逆転の発想:工場ごとに味に差が出ることを逆手に取った商品
もともとビールは、使用する水やホップの関係で、工場ごとに味に差が出ることが知られている。たとえばキリンビールは、北は北海道から南は九州まで国内に9つの工場を持ち、それぞれ味に微妙な差があり、同じブランドでも工場によって味が異なるという事実は、昔から知られていた。
ただし、これまでは、できるだけ味に差が出ないように醸造長(醸造開発責任者)が味の調整をしていたが、使用する水の違いなどにより、どうしても完全に差をなくすことができずにいたのだ。その味の差はマニアの間ではよく知られており、味比べなどをして楽しむビール愛好家もいたようだ。

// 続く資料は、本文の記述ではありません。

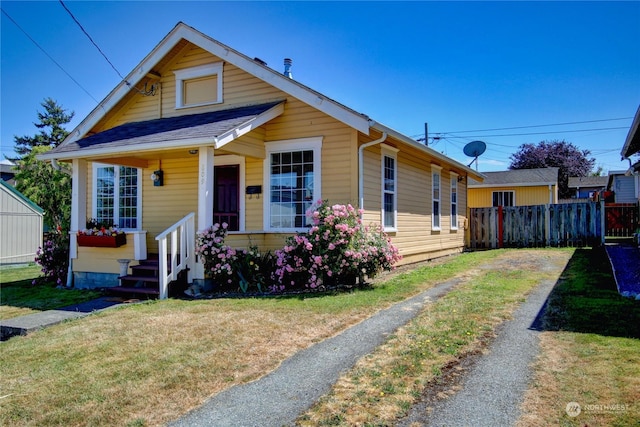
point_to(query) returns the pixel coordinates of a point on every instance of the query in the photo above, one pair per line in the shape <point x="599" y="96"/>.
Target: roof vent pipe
<point x="287" y="67"/>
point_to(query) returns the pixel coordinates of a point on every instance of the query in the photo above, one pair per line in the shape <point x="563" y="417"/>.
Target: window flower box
<point x="102" y="241"/>
<point x="101" y="235"/>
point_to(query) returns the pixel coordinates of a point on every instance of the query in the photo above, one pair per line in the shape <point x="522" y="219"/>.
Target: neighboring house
<point x="625" y="186"/>
<point x="631" y="148"/>
<point x="21" y="223"/>
<point x="588" y="187"/>
<point x="218" y="136"/>
<point x="519" y="187"/>
<point x="631" y="145"/>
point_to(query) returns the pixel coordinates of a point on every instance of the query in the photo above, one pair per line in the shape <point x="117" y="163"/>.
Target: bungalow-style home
<point x="199" y="133"/>
<point x="631" y="145"/>
<point x="519" y="187"/>
<point x="21" y="226"/>
<point x="589" y="187"/>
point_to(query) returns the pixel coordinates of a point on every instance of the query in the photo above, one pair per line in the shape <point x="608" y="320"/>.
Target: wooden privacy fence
<point x="575" y="224"/>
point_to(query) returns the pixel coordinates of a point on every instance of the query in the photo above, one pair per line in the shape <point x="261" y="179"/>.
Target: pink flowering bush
<point x="338" y="250"/>
<point x="231" y="269"/>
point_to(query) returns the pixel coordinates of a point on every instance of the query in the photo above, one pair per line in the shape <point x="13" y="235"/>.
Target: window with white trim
<point x="389" y="187"/>
<point x="504" y="198"/>
<point x="117" y="195"/>
<point x="198" y="86"/>
<point x="435" y="194"/>
<point x="293" y="177"/>
<point x="454" y="201"/>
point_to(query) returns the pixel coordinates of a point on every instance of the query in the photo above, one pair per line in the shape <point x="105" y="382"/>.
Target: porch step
<point x="133" y="291"/>
<point x="144" y="279"/>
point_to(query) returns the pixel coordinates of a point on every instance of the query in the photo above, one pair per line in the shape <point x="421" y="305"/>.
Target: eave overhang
<point x="214" y="129"/>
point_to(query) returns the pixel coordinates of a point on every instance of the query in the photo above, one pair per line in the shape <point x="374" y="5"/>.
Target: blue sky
<point x="470" y="69"/>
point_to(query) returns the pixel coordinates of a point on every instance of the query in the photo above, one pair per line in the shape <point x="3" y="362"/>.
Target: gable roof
<point x="518" y="177"/>
<point x="21" y="197"/>
<point x="184" y="32"/>
<point x="588" y="181"/>
<point x="181" y="33"/>
<point x="218" y="127"/>
<point x="632" y="143"/>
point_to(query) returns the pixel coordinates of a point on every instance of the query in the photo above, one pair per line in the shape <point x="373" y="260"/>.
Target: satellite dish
<point x="474" y="149"/>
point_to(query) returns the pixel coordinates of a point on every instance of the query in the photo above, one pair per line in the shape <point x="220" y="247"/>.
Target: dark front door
<point x="226" y="205"/>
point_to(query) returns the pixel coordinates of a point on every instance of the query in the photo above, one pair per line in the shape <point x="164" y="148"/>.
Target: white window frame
<point x="391" y="153"/>
<point x="513" y="197"/>
<point x="186" y="74"/>
<point x="291" y="145"/>
<point x="116" y="202"/>
<point x="436" y="171"/>
<point x="454" y="203"/>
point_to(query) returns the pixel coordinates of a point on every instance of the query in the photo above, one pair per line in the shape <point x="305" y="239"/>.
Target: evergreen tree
<point x="48" y="187"/>
<point x="52" y="132"/>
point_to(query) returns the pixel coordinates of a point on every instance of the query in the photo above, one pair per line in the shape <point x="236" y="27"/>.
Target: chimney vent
<point x="287" y="67"/>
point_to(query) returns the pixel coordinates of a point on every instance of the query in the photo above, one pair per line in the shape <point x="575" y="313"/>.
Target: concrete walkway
<point x="25" y="324"/>
<point x="280" y="397"/>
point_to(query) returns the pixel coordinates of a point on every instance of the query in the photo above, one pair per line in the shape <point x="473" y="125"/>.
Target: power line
<point x="538" y="126"/>
<point x="90" y="39"/>
<point x="539" y="133"/>
<point x="49" y="56"/>
<point x="144" y="92"/>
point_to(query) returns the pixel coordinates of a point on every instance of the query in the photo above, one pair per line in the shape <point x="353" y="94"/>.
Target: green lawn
<point x="19" y="296"/>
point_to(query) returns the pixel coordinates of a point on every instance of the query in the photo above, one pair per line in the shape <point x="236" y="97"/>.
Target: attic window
<point x="198" y="86"/>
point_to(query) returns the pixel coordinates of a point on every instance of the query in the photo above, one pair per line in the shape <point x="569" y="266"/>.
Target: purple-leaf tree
<point x="569" y="159"/>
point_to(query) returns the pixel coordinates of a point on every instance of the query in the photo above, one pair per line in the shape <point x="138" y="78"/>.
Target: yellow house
<point x="199" y="133"/>
<point x="521" y="187"/>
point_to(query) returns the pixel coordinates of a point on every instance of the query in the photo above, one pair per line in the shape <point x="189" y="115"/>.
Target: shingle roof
<point x="541" y="176"/>
<point x="588" y="181"/>
<point x="193" y="126"/>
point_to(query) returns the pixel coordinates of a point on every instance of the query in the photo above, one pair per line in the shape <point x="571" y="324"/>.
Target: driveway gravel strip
<point x="278" y="398"/>
<point x="493" y="389"/>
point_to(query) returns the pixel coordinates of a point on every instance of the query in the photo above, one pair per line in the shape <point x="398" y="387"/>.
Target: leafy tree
<point x="52" y="132"/>
<point x="47" y="187"/>
<point x="569" y="159"/>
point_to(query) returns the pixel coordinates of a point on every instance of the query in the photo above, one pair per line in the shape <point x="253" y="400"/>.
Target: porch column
<point x="205" y="197"/>
<point x="78" y="203"/>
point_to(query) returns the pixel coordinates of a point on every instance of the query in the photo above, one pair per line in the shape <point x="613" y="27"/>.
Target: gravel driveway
<point x="493" y="388"/>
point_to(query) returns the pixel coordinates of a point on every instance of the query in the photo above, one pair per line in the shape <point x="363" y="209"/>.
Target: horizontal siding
<point x="414" y="236"/>
<point x="164" y="206"/>
<point x="524" y="196"/>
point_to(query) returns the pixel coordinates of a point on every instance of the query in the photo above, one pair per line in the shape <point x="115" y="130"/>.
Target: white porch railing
<point x="179" y="255"/>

そんななか、キリンビールは逆転の発想で、その味の差を利用した新商品を15年春に発売した。工場ごとに味に違いをつけた「一番搾り“地元うまれシリーズ”」を商品化し、工場ごとの味を楽しめるような商品を発売したのだ。全国9工場それぞれの醸造長が、地域で暮らすお客様のために造った特別な「一番搾り」の味を開発して販売することで、第1弾は予想の3倍を超える受注を記録した。味をしめたキリンビールは今年に入り、さらに地域性を出した「47都道府県の一番搾り」を発売し、大ヒットしたというストーリーだ。
キリンにしかできない独自の戦略
縮小するビール市場におけるイノベーションとして興味深い戦略であるが、そこにはキリンならではの強みがあるように思える。
現在、ビール市場において実はひとつだけ、成長中の市場がある。それは「地ビール」だ。ビール消費量全体に占める地ビール消費量の割合はまだわずかだが、成長スピードは急速だ。地域性や、独自性を出した商品が現代の市場ニーズに合致し、勢いを増していると思われる。
今回の「47都道府県の一番搾り」は、有名ブランドの一番搾りをベースに、地域に合わせたまさに地ビールのような独自性をつくりだすことで、市場に受け入れられたと思われる。「味を統一する」という発想から、「味の違いを強みにする」という逆転の発想で、メジャーブランドと地ビールの両方のメリットを享受する戦略なのではないだろうか。日本中に工場を持つキリンビールだからこそできる戦略であり、そのしたたかさに脱帽だ。